A long conversation ensued, in which Kostakes spoke with insinuating sweetness, smiling continually and occasionally twirling the ends of his small, dark mustache. His intentions with reference to Panayota were honorable, he said. The priest began his reply in a pleading tone but ended with a fiery denunciation. Once or twice a soldier stepped threateningly towards him, but Kostakes waved the would-be murderer back with a slight gesture or an almost imperceptible movement of the head. Panayota was magnificent. She seemed at no moment to have any doubt of herself. She stood erect, pale, calm, contemptuous, until near the end of the interview when, with an incredibly quick movement, she snatched the sword from the table, and, turning the hilt towards her father, threw back her head and closed her eyes. The officer with a loud cry sprang to his feet, tipping over the table, and a soldier knocked the weapon harmlessly into the air. All the Turks in the room leaped upon Papa-Maleko, who fought like a cornered cat, wounding one, two, three of his assailants. The Turks did not dare shoot, for fear of killing their officer or the girl. Curtis came from his hiding place, crying hoarsely in English:

"Panayota! For God's sake! For God's sake! Panayota!" and then "Don't shoot! Don't shoot! You'll kill Panayota!"
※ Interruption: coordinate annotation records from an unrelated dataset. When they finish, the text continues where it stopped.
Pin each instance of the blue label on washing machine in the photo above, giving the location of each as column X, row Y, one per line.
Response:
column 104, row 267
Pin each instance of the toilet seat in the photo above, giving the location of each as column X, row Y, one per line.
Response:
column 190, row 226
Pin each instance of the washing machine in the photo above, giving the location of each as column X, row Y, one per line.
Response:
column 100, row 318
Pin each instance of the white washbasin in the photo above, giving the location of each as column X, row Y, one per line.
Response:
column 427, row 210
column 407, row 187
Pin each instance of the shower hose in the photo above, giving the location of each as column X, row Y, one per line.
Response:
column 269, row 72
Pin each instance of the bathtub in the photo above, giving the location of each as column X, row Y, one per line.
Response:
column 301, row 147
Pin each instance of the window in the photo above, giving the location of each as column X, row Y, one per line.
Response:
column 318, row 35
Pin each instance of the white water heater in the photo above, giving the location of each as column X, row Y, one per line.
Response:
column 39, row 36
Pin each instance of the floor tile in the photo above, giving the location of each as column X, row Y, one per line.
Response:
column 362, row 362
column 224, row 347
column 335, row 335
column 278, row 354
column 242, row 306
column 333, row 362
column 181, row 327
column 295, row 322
But it was no part of Kostakes' plan to kill Panayota's father in her presence. A Turk, cooler than the rest, reaching over the heads of his comrades, dropped the butt of a rifle on the man's skull and he sank to the ground. Panayota fell on her knees beside him, fumbling in his hair and sobbing, "Papa! papa!"

The heart has a little vocabulary of its own, which it has spoken from the beginning of the world, the same for all peoples, unchanged in the confusion of tongues. Curtis was not noticed in the tumult until he had forced his way into the officer's very presence, where he stood, shaking his fist and shouting, still in his own tongue:

"This is a shame! Do you hear me? You're a scurvy blackguard to treat a girl in that way. If I had you alone about five minutes I'd show you what I think of you!"

Two or three soldiers sprang forward, and a petty officer half drew his sword, but Kostakes, astonished at hearing a language which he did not understand, but which he surmised to be either German or English, motioned them back.

"Qui êtes vous, Monsieur, et que faites vous ici?" he asked in the French which he had learned at the high school at Canea.

"Je suis Américan, correspondant du—du— New York Age," replied Curtis.